In respect of the second ground the Court stated that given that the two witness statements were ‘less than voluminous’ and that a short adjournment was allowed for Counsel and the appellant to digest them, that there was no procedural irregularity in allowing them to be admitted in to evidence. He stated it was for the Panel to consider the correct course of action taking the public interest into the balance and it was clear that the Panel had done so in the immediate case. It is worth noting that he went on to say that if the evidence had been voluminous or plainly ambush evidence different considerations would apply.

In respect of the third ground the Court was clear that the fact Patient A was not present was unsatisfactory. However it went on so state that where a situation such as this arose it was for the Panel to proceed with caution and to consider the evidence to see if there was any inherent or other weakness and to look to any supporting evidence with which to buttress it. Where a Panel took this course the Court was clear that the inability to test the witness in cross examination was ‘[31]… not fatal…’ to the fairness of proceedings.

In respect of the fourth ground it was said that in ‘pattern’ cases, where the registrant has ample opportunity to present their case it would be ‘disproportionate to call every witness in respect of every item of complaint’. He took no issue with the NMC relying on hearsay evidence given the volume of people necessarily involved in a ‘pattern’ case.
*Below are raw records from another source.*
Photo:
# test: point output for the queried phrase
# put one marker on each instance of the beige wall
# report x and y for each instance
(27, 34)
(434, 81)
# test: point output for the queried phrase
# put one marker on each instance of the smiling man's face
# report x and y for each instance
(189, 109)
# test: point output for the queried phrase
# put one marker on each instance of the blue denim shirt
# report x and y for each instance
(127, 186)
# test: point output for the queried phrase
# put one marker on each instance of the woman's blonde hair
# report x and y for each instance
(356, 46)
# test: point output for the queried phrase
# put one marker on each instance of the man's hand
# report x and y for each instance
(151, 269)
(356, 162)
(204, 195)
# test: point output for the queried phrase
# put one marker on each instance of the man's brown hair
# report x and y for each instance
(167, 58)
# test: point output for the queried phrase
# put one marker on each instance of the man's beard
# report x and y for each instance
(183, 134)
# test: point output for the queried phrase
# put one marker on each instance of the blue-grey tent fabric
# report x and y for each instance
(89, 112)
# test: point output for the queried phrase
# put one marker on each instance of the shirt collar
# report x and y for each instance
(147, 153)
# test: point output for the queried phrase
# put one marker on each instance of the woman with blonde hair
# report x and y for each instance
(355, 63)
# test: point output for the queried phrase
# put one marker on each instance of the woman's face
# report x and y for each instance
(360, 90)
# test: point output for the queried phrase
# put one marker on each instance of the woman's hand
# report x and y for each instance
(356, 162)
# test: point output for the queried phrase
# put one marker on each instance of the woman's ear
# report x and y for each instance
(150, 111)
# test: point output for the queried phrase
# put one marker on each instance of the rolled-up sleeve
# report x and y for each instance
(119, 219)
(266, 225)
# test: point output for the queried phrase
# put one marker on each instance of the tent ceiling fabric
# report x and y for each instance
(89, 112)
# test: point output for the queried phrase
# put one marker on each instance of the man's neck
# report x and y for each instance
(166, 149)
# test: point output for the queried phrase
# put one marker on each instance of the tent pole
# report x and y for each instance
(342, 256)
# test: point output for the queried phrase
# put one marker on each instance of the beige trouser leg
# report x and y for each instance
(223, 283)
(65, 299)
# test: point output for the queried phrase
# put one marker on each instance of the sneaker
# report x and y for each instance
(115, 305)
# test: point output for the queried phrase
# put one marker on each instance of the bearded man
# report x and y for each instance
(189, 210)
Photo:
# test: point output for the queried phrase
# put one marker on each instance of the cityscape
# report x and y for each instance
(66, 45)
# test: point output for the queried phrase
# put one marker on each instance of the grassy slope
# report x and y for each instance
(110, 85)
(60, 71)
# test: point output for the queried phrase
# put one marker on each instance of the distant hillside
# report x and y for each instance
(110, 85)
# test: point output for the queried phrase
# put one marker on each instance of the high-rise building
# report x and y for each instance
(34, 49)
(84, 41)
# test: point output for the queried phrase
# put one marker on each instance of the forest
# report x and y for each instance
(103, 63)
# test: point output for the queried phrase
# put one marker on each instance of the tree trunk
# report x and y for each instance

In respect of sanction the appeal was similarly dismissed. The Court stated with respect to both points that he was clear the Panel had calibrated sanction with ‘some care’.


Jeremy Richardson QC was keen to emphasise that in his view the problems which gave rise to the appeal could and should have been dealt with at a pre-hearing review. Practitioners should be alive to the need for effective case management in ‘pattern’ cases, and more generally, going forward.

This case is helpful to practitioners for its guidance in ‘pattern’ cases. The judgement clearly accepts the reality that in ‘pattern’ cases some particulars will be necessarily vague and that practitioners, in the interests of efficiency and cost, may need to rely on hearsay evidence in these cases to fully demonstrate the pattern of lack of competence they say exists.